Nogodinidae is a family of planthoppers. They have membranous wings with delicate venation and can be confused with members of other Fulgoroid families such as the Issidae and Tropiduchidae. Some authors treat it as a subfamily of the Issidae.

==Description==
Some of their key features are a frons ("face") that is longer than wide and a reticulate wing venation. They are less than 2 cm long. The antenna arises well below the eye, has the base clubbed and flagellum unsegmented. The lateral ocelli (simple eyes) are outside the margins of the face. The face has carinae (or keels) on the edge. On the hind leg, the second tarsal segment has an apical spine arising from it. The tibia of the hind leg also has spines towards the tip. An important family character is found in the shape of the male genital structure, a style that is longer than broad.

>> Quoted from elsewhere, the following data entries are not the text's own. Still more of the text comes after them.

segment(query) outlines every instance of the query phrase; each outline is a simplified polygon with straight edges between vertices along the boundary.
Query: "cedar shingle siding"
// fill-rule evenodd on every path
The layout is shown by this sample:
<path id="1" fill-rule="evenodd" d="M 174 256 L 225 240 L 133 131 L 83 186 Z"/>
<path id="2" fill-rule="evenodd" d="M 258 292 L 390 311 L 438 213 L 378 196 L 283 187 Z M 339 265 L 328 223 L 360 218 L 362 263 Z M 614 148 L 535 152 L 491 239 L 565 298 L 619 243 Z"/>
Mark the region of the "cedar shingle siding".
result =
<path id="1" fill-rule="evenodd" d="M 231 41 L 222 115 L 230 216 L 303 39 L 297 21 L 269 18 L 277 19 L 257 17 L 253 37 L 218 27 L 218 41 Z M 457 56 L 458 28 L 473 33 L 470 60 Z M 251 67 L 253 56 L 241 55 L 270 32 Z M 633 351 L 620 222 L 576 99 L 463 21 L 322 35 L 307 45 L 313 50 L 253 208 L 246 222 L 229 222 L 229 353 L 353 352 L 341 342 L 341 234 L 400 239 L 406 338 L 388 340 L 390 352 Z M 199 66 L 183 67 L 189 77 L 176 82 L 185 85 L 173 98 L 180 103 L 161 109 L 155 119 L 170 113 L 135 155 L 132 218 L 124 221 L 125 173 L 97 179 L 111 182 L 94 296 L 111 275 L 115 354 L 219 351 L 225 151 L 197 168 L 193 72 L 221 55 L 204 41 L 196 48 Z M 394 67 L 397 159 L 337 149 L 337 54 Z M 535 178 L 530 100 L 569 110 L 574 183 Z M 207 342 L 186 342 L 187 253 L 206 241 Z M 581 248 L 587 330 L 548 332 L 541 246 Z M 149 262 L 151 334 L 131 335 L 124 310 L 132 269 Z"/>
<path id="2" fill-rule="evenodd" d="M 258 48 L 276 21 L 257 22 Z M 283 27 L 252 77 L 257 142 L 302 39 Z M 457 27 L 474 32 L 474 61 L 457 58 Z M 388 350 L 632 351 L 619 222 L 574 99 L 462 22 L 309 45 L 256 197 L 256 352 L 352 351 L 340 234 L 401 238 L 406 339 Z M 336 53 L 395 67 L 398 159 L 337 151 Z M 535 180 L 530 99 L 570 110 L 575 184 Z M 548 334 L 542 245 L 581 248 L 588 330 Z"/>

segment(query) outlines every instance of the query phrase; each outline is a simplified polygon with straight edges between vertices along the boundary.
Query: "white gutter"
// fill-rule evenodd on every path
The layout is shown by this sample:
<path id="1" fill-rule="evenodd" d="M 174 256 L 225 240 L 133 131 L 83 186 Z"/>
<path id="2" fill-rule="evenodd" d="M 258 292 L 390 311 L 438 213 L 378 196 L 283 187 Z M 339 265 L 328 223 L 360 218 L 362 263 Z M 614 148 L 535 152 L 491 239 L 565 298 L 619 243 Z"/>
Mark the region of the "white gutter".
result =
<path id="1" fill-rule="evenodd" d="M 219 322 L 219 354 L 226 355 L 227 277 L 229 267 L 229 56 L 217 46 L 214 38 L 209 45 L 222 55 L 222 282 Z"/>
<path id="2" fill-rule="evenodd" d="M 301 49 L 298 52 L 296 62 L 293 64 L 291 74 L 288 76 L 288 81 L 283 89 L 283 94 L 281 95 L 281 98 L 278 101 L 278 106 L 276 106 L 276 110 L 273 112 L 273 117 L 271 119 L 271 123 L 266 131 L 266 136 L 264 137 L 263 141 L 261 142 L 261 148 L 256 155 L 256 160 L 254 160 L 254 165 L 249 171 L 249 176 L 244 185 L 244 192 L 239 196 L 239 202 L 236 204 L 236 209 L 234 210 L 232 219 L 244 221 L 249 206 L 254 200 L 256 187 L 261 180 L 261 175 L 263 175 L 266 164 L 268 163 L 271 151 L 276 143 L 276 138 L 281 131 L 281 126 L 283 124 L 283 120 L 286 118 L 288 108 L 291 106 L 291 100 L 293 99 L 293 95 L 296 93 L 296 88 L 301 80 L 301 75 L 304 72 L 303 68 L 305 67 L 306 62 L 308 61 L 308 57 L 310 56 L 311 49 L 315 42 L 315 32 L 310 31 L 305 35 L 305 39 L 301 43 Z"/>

Most members of this family are forest species.

==Taxonomy==
Four subfamilies are included in BioLib.cz:
- subfamily Bladininae Kirkaldy, 1907
1. Bladina Stål, 1859 - central and South America
- subfamily Gastriniinae Fennah, 1987
2. Gastrinia Stål, 1859 - Brasil

===Colpopterinae===
Auth.: Gnezdilov, 2003 - central America, southern Africa
1. Bumerangum Gnezdilov, 2012
2. Caudibeccus Gnezdilov & O'Brien, 2008
3. Colpoptera Burmeister, 1835
4. Dozierana Gnezdilov, 2018
5. Jamaha Gnezdilov & O'Brien, 2008
6. Neocolpoptera Dozier, 1931
7. Ugoa Fennah, 1945

===Nogodininae===
Auth.: Melichar, 1898; tribes and representative genera:
- Bilbiliini Gnezdilov, 2017 (monotypic)
- Bilbilis Stål, 1861
- Epacriini Gerstaecker, 1895
- Epacria Gerstaecker, 1895
- Lipocalliini Fennah, 1984
- Lipocallia Kirkaldy, 1906
- Mithymnini Fennah, 1967
- Mithymna Stål, 1861
- Nogodinini Melichar, 1898
- Nogodina
- †Tainosia
- Pisachini Fennah, 1978
- Pisacha Distant, 1906
- Tongini Kirkaldy, 1907
- Tonga Kirkaldy, 1900
- Varciini Fennah, 1978
- Varcia Stål, 1870
- Convarcia Schmidt, 1919
- Detya Distant, 1906
- Miriza Stål, 1862
- Paravarcia Schmidt, 1919
- Probletomus Gerstaecker, 1895
- Varciella Melichar, 1923

===Extant genera incertae sedis===
1. Hadjia Dlabola, 1981
2. Iranissus Dlabola, 1980
3. Issarius Metcalf, 1950
4. Issidius Puton, 1898
5. Sinonogodinia Zhang, Chen & Zhang, 2026

==Fossil taxa==
- subfamily †Ambitaktoinae Szwedo, 2019
- Approximately 10 genera incertae sedis

Several fossil species have been described from mid-Cretaceous Myanmar, Eocene Baltic, Miocene Chiapas, and Miocene Dominican amber. Additionally, a tribe, Celinapterixini, has been erected on the basis of an Argentinian fossil that could not be placed in any of the tribes of extant Nogodinid hoppers.